Generally what I see is having enough sync threads to saturate the drive outperforms async’s more complex thread transitions and callbacks. Async seems better aligned to lower rate IO with millisecond latency that’s less demanding of the scheduler and carries lower penalties for loss of L2 or L3 affinity. But, even there, if there’s hardware threads available sync’s likely to be the higher performance choice in my experience. So I tend to look at async as more of a server doing internet requests kind of thing.

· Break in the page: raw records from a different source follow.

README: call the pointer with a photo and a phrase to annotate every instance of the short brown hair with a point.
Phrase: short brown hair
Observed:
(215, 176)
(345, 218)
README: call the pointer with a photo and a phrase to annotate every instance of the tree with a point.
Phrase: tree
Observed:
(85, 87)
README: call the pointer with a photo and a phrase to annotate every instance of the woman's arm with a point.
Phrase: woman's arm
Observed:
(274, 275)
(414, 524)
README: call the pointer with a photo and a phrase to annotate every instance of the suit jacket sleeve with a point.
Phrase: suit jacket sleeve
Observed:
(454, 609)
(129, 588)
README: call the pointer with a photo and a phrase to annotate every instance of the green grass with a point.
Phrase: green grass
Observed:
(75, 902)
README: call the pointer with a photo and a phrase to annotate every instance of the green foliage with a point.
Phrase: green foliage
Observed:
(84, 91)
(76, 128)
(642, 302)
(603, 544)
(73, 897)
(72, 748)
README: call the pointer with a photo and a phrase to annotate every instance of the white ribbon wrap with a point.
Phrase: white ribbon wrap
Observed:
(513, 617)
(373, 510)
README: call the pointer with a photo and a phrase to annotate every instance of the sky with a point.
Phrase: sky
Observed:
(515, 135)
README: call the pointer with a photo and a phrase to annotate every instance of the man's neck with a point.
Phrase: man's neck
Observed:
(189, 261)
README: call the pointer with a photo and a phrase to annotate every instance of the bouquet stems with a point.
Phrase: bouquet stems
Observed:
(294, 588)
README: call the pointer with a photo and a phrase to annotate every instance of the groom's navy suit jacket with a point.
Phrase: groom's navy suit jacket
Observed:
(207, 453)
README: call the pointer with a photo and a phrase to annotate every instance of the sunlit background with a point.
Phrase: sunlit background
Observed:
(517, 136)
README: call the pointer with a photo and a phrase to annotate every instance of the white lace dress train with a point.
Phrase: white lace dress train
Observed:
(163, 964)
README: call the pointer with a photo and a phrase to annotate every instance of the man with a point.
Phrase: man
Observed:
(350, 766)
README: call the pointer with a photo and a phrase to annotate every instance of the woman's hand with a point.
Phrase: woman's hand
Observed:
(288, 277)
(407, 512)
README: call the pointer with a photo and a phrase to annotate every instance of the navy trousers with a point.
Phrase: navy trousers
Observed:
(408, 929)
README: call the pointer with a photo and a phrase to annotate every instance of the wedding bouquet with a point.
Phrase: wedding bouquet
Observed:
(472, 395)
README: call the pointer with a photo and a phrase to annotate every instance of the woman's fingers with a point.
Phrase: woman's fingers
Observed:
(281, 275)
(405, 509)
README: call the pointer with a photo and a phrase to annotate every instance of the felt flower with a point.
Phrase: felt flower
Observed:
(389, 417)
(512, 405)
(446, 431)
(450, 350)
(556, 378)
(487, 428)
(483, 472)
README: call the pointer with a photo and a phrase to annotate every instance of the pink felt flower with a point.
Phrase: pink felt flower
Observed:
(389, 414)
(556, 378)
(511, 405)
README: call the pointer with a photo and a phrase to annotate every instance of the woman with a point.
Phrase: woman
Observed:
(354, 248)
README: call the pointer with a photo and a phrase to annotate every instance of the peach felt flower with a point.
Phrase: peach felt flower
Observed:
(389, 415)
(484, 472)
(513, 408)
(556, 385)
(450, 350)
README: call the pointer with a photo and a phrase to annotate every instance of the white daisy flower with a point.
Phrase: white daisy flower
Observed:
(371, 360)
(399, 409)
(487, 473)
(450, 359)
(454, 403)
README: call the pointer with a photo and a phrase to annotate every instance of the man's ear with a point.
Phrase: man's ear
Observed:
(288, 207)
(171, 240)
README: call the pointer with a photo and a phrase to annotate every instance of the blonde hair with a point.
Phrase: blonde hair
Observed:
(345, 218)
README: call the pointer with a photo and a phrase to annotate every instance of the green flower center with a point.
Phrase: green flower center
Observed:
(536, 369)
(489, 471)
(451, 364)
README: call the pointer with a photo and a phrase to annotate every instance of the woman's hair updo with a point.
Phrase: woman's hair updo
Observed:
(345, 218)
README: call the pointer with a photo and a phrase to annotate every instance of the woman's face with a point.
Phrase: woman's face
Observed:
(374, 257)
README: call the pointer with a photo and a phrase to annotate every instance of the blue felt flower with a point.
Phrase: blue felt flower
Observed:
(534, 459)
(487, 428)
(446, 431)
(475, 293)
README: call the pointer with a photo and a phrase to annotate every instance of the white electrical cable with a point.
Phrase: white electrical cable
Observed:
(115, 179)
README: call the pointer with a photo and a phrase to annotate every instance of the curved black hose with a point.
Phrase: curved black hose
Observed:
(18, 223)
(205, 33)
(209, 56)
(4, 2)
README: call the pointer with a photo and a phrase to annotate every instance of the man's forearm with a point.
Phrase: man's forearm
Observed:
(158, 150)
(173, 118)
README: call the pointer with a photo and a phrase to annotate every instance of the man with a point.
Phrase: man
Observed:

Q8T1 drive benchmarks miss this app code preference towards Q1T8 because all they do is tick off that the IO completed.

Yeah. Or, more specifically stated, the programmer’s job to build a performance predictor that tries to figure out optimum threading for whatever combination of hardware, kernel, libraries, and data requests it’s getting handed. It’s rare to know enough about workload, data, and hardware state to be able to make truly good predictions, few programmers have the needed understanding of control theory anyways, and of the ones that do I know of exactly zero who’ve had time to develop, test, and maintain the machine learning capability needed to consistently approach optimum throughput.

The most common workaround is to let the user specify some fixed number of threads, e.g. robocopy /mt, and let sufficiently motivated folks search for their optimum as they run their workloads. Among the ones I bench it’s usually like an 80 or 85% solution. It’s frustrating though, like you’ll see your code reach above most 4x4 drive specs and move 7.4 GB/s for several seconds, then drop down to ~6 GB/s, and there’s just no way to tell the OS to go back threading your threads the 7.4 GB way even though the drive’s still only at like 55 °C.

So I end up with a good bit of stuff that tends to run at 5-6 GB/s even though I know it can do 7 GB/s just fine. For our workloads that’s not wrong as the amount of time I’d spend tuning exceeds the amount of time spent waiting on the somewhat slower IO. But it’d be nice to have the resources to build a better threading engine.

It’s my expectation that when 5x4 pricing becomes more competitive with 4x4 mostly what I’ll see is a wider gap between achievable and practical. That’s desktop core count and memory channel constraints plus the difficulty of getting good airflow at M2_1 but a good part of it is reducing sync IO last byte latency to ~70 μs/MB looks well into diminishing returns.

At 4x4 I’m already optimizing mostly against the kernel, IO stack, and in app code. And if it’s dual channel DDR5 at 70 GB/s bandwidth writing 1 MB from the drive into memory and then reading it into L3 takes ~30 μs. So DMA rather than DL3A might also be getting to be a significant contributor to core downtime.

Given Python being Python it wouldn’t surprise me if moving down to calling libtorch directly was also beneficial.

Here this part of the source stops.